Uma pesquisa global do International Panel on the Information Environment (IPIE) revelou piora na expectativa de especialistas sobre desinformação para os próximos anos. O estudo aponta lideranças políticas, governos e donos de redes sociais como principais ameaças à qualidade do ambiente informacional mundial e põe a inteligência artificial (IA) no centro das preocupações para o futuro próximo. Analistas ouvidos pelo Estadão consideram que, apesar de a IA ter tido impacto menor do que o esperado nas eleições de 2024, instituições devem se manter em alerta para os próximos pleitos.

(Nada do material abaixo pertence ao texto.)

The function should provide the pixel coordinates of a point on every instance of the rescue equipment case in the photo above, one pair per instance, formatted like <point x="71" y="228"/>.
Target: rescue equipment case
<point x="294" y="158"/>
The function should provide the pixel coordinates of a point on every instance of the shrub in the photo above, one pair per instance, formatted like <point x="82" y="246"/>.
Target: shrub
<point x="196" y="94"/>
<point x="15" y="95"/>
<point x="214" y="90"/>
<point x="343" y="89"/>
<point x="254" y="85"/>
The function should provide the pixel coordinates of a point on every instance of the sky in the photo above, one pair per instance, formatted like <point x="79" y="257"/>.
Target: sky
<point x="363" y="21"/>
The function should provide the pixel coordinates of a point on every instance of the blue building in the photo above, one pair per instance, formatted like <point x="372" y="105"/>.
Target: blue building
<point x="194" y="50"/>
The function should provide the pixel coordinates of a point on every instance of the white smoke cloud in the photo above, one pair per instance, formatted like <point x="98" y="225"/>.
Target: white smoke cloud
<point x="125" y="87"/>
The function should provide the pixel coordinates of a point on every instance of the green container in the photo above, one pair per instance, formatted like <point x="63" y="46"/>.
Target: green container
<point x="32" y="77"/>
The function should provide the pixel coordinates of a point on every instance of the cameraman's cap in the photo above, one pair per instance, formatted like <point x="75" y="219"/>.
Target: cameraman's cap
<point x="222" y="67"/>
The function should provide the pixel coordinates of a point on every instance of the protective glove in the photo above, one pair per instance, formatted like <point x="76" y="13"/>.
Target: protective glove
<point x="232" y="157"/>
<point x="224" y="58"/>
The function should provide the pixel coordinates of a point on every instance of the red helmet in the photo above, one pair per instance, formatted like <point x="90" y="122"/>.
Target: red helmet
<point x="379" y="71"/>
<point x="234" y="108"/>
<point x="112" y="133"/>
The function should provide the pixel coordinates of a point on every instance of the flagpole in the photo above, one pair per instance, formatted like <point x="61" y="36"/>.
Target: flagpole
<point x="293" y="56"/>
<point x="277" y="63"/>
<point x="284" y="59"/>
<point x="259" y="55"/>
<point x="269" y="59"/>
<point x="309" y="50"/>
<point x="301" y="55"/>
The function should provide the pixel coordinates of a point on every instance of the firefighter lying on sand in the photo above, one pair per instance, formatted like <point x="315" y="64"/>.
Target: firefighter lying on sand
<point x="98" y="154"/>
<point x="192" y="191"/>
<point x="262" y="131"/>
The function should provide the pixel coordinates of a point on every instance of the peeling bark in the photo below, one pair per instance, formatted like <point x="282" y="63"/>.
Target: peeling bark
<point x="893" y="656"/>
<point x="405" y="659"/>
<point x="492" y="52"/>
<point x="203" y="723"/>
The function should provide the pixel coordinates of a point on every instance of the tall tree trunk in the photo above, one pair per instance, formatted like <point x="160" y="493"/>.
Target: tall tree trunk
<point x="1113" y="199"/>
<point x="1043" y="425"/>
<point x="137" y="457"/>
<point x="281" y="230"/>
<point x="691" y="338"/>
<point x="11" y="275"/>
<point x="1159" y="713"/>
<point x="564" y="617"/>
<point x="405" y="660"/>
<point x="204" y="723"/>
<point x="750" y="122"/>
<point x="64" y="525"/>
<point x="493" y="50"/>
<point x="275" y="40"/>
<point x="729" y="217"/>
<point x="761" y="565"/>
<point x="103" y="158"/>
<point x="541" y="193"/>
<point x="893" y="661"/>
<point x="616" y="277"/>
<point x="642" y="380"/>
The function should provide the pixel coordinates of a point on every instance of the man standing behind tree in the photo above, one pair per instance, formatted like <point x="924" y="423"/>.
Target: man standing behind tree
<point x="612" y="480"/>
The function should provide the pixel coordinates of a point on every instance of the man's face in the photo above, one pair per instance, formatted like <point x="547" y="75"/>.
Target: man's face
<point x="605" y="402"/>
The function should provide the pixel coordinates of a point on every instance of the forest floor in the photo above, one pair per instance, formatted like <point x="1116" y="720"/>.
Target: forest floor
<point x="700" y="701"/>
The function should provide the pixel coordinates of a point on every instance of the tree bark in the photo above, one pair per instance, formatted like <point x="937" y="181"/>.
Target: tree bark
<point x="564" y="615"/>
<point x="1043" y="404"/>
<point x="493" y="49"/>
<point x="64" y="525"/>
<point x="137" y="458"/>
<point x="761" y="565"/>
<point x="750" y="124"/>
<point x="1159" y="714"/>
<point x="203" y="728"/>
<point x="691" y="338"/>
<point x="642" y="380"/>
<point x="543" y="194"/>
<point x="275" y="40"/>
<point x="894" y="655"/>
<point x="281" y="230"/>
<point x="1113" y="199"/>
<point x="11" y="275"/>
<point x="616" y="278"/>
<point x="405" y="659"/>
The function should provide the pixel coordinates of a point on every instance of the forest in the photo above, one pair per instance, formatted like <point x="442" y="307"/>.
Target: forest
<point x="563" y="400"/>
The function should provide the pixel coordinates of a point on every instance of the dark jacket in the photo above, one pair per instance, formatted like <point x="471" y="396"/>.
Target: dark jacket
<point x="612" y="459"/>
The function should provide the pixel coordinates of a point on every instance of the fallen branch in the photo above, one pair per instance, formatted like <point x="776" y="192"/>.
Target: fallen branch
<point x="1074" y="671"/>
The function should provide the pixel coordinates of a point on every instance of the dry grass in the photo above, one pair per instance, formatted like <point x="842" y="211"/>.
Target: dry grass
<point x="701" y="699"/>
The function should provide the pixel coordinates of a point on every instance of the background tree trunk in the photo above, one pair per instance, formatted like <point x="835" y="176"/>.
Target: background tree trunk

Mais de 400 acadêmicos de áreas como ciências da computação, engenharia de dados, ciências sociais e humanas, de 66 países, foram entrevistados pelo IPIE. Enquanto mais da metade (54%) esperava que as condições piorassem em 2023, o número subiu para 63% em 2024. Nos países em desenvolvimento, como o Brasil, 75% dos especialistas se dizem muito pessimistas em relação ao futuro do ambiente informacional. Um dos principais motivos para esse pessimismo é o uso de IA.
Proprietários de redes sociais foram apontados como principal ameaça ao ambiente informacional global por 15,5% dos especialistas no estudo do IPIE. Governos e políticos do país de origem dos entrevistados vêm na sequência, com 12,1%. Depois vêm os governos e políticos de outros países e as mídias estatais. O menor risco, segundo os entrevistados, vem de jornalistas e da imprensa, citados como ameaça por apenas 1,5% dos participantes.
O embate jurídico entre o X de Elon Musk e a Justiça brasileira é o caso mais notório a exemplificar o risco apontado pela pesquisa sobre desinformação. “O controle que essas entidades exercem sobre a distribuição de conteúdo e as políticas de moderação afeta significativamente a qualidade e a integridade da informação”, diz Phil Howard, presidente do IPIE. “O poder irrestrito dessas entidades representa um grave risco para a saúde do nosso ambiente informacional global”.
Preocupação
Para mais da metade dos participantes da pesquisa, vídeos, vozes, imagens e textos gerados artificialmente representam, neste momento, um risco. Os resultados indicam a formação crescente de um consenso entre a comunidade acadêmica global sobre o estado deteriorante do ambiente de informação devido à inteligência artificial.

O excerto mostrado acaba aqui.